Security controls - access policies, network rules, secret rotation schedules, compliance checks - should be defined as code and enforced automatically.

What this looks like:

  • IAM policies and RBAC rules defined in Terraform or policy-as-code tools (OPA, Sentinel)
  • Security scanning integrated into the pipeline (SAST, dependency scanning, container image scanning)
  • Secret rotation automated and defined in code
  • Compliance checks that run on every commit, not once a quarter

What this replaces:

  • Security reviews that happen at the end of the development cycle
  • Access policies configured through UIs and never audited
  • Compliance as a manual checklist performed before each release

Why it matters for CD: Security and compliance requirements are the most common organizational blockers for CD. When security controls are defined as code and enforced by the pipeline, you can prove to auditors that every change passed security checks automatically. This is stronger evidence than a manual review, and it does not slow down delivery.

The “One Change, One Process” Test

For every type of artifact in your system, ask:

If I need to change this, do I commit a code change and let the pipeline deliver it?

If the answer is yes, the artifact is managed as code. If the answer involves SSH, a UI, a ticket to another team, or a manual step, it is not.
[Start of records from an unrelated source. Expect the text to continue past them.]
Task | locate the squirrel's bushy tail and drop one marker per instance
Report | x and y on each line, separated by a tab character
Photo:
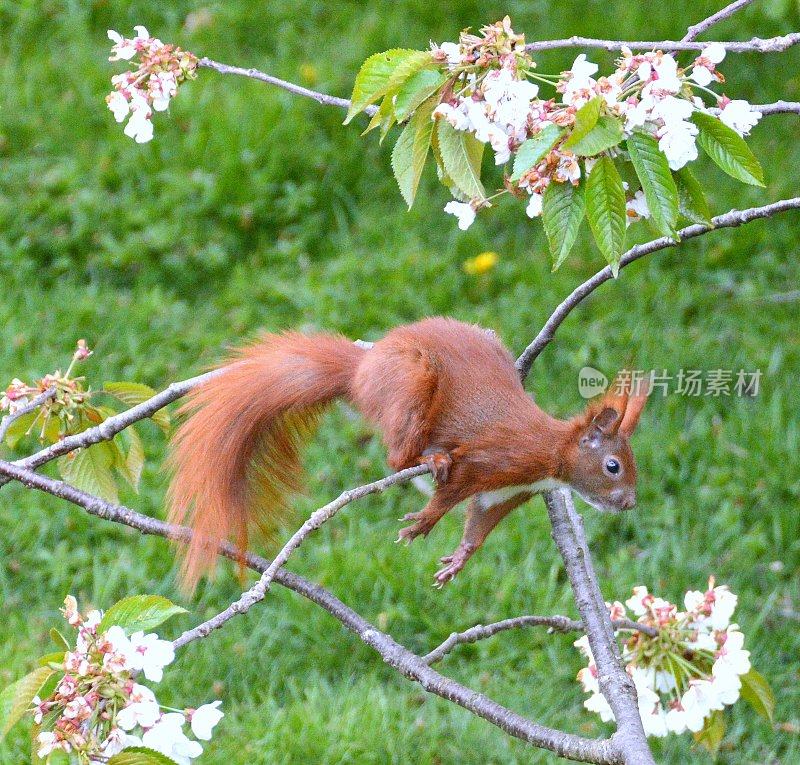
236	458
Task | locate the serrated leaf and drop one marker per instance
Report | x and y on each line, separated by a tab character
728	149
57	657
18	429
711	735
585	119
372	80
135	393
562	212
606	133
660	191
139	613
416	89
605	210
756	691
89	469
135	459
534	149
16	699
461	155
140	755
692	202
411	151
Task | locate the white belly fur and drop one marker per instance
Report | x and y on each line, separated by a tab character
487	499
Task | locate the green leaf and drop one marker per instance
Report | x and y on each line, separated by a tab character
135	459
140	755
562	212
372	80
139	613
383	118
585	119
659	188
408	67
461	154
711	735
534	149
16	699
18	429
89	469
756	691
692	202
605	210
59	639
57	657
605	134
416	89
728	149
135	393
411	150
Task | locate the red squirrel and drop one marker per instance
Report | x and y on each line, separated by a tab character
442	392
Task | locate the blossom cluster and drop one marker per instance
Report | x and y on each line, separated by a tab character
691	668
97	708
495	99
160	69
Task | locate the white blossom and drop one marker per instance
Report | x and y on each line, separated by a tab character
150	654
637	208
140	126
463	211
534	208
456	116
204	719
167	737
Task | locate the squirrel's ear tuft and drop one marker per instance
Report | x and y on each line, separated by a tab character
632	413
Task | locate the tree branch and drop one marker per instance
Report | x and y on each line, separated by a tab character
602	751
259	590
32	405
615	683
113	425
696	30
728	220
553	623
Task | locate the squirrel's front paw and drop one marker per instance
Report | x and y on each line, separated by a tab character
438	462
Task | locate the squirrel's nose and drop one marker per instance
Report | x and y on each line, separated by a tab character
625	499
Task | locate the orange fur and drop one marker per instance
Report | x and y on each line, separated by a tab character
441	392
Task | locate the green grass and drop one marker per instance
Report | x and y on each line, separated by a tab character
255	209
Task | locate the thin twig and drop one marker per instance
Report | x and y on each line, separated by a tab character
554	623
728	220
32	405
779	107
694	31
259	590
298	90
602	751
754	45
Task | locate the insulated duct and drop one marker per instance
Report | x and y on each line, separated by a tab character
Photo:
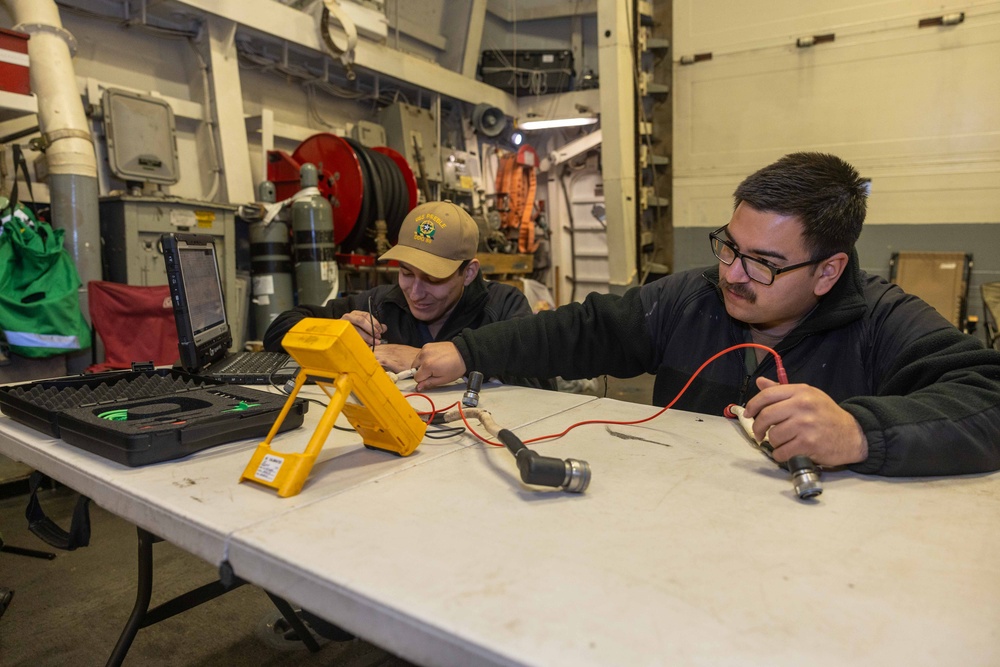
70	161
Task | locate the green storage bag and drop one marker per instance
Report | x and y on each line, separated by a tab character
39	288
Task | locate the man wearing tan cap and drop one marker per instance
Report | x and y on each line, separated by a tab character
440	291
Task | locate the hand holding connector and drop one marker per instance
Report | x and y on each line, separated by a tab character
804	473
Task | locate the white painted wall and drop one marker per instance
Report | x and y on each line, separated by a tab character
917	110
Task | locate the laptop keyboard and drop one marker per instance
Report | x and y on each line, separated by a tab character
254	362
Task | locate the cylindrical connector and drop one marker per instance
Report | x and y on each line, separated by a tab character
570	475
577	476
805	477
470	398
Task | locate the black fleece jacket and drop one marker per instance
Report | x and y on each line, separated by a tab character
926	395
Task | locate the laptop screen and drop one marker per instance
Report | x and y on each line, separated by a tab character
196	291
205	304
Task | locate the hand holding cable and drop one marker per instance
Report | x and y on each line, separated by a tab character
801	420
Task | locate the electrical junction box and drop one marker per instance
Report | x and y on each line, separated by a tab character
131	227
141	137
368	134
461	172
405	126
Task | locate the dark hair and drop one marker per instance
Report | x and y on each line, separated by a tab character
823	191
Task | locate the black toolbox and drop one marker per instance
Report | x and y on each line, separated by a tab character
528	72
146	416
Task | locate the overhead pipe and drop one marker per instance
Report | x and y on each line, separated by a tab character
70	161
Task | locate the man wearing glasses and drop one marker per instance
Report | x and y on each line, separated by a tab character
878	380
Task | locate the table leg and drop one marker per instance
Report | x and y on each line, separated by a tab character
143	595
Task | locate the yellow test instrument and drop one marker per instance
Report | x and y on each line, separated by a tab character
333	355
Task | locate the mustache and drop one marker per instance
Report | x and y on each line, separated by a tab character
741	290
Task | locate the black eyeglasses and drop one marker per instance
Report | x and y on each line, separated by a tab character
758	270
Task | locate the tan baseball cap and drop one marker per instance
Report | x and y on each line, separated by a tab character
436	238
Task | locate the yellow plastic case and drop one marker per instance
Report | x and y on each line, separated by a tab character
334	356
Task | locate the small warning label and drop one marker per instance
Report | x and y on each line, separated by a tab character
269	467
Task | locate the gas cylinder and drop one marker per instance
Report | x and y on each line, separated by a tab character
315	250
270	264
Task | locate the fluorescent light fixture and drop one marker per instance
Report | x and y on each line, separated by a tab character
578	121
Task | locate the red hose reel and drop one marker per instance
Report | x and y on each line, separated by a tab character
342	180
Artifact Managed as code? If not, the risk is…
Application source code Usually yes -
Infrastructure (servers, networks, cloud resources) Often no Snowflake environments, slow provisioning, unreproducible disasters
Pipeline definitions Sometimes Pipeline changes are slow, unreviewed, and risky
Database schemas Sometimes Schema changes require manual coordination and downtime
Application configuration Sometimes Config drift between environments, “works in staging” failures
Monitoring and alerting Rarely Monitoring gaps, unreproducible dashboards, alert fatigue
Security policies Rarely Security as a gate instead of a guardrail, audit failures

The goal is for every row in this table to be “yes.” You will not get there overnight, but every artifact you move from manual to code-managed removes a bottleneck and a risk.

How to Get There

Start with what blocks you most

Do not try to move everything to code at once. Identify the artifact type that causes the most pain or blocks deployments most frequently:

  • If environment provisioning takes days, start with infrastructure as code.
  • If database changes are the reason you cannot deploy more than once a week, start with schema migrations as code.
  • If pipeline changes require tickets to a platform team, start with pipeline as code.
  • If configuration drift causes production incidents, start with configuration as code.
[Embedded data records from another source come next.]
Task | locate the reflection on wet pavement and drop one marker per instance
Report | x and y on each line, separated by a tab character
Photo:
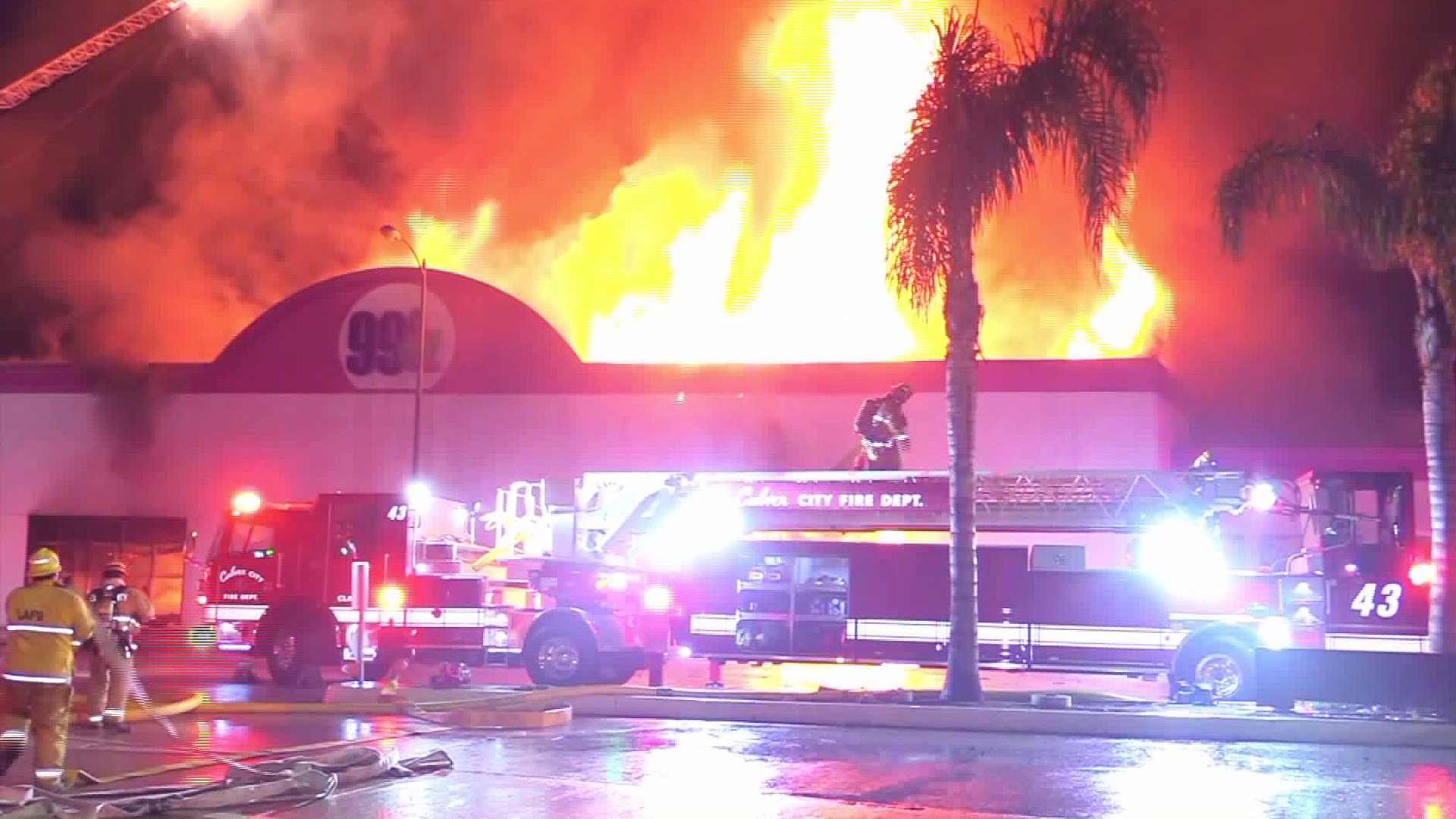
686	770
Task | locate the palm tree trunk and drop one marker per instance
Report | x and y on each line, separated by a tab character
1433	347
963	311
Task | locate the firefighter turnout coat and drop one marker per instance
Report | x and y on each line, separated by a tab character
41	621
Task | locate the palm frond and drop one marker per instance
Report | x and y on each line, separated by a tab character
959	164
1356	199
1421	158
1088	83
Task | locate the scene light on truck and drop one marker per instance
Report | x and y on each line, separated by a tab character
391	598
657	599
1263	497
1183	556
707	522
1423	573
246	502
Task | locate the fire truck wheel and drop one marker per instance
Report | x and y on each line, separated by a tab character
1223	665
293	651
560	654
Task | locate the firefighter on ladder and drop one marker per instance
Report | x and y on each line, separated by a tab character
42	620
883	428
120	613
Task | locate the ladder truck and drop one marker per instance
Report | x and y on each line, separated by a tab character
283	577
77	57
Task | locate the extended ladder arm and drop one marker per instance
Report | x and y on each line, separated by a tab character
22	89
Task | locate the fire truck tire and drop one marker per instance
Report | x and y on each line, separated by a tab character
294	651
561	654
1222	664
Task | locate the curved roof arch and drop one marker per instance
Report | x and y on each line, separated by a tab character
356	328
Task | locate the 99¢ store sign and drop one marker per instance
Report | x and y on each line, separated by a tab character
379	338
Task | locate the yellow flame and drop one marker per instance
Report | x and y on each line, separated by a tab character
696	262
1128	315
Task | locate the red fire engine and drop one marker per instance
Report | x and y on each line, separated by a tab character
278	583
1114	572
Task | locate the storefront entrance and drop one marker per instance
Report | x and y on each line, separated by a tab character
150	547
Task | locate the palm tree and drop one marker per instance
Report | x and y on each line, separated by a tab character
1082	86
1398	207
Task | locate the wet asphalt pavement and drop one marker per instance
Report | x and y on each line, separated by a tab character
686	770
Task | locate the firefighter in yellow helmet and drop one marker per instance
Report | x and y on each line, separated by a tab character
120	611
42	618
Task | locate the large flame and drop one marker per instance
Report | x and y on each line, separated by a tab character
699	261
1134	309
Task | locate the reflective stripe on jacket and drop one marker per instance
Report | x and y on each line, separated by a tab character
133	608
42	620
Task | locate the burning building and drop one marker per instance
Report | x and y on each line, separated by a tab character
316	395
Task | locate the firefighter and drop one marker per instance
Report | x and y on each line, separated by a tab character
42	620
883	430
120	613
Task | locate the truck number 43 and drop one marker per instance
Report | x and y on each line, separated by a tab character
1365	601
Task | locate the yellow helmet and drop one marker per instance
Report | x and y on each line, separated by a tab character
42	563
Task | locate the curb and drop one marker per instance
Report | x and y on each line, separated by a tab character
1213	727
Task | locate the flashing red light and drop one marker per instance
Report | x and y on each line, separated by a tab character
1423	575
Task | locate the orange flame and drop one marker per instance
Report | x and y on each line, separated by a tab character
695	261
1134	309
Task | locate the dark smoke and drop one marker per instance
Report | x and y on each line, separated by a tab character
127	401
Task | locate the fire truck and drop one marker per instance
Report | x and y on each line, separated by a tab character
280	583
1088	572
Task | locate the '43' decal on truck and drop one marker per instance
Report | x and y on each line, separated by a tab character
1388	604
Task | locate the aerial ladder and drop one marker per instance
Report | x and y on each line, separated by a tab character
72	61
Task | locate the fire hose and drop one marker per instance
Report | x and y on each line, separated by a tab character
293	780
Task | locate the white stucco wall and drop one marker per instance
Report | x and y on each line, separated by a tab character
60	460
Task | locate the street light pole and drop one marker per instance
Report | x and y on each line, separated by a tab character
394	235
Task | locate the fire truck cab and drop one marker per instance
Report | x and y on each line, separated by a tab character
1092	572
280	585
Apply the same practices as application code

Once an artifact is defined as code, treat it with the same rigor as application code:

  • Store it in version control (ideally in the same repository as the application it supports)
  • Review changes before they are applied
  • Test changes automatically (linting, dry-runs, policy checks)
  • Deliver changes through a pipeline
  • Never modify the artifact outside of this process

Eliminate manual pathways

The hardest part is closing the manual back doors. As long as someone can SSH into a server and make a change, or click through a UI to modify infrastructure, the code-defined state will drift from reality.

The principle is the same as Single Path to Production for application code: the pipeline is the only way any change reaches production. This applies to infrastructure, configuration, schemas, monitoring, and policies just as much as it applies to application code.

Measuring Progress

Metric What to look for
Artifact types managed as code Track how many of the categories above are fully code-managed. The number should increase over time.
Manual changes to production Count any change made outside of a pipeline (SSH, UI clicks, manual scripts). Target: zero.
Environment recreation time How long does it take to recreate a production-like environment from scratch? Should decrease as more infrastructure moves to code.
Mean time to recovery When infrastructure-as-code is in place, recovery from failures is “re-run the pipeline.” MTTR drops dramatically.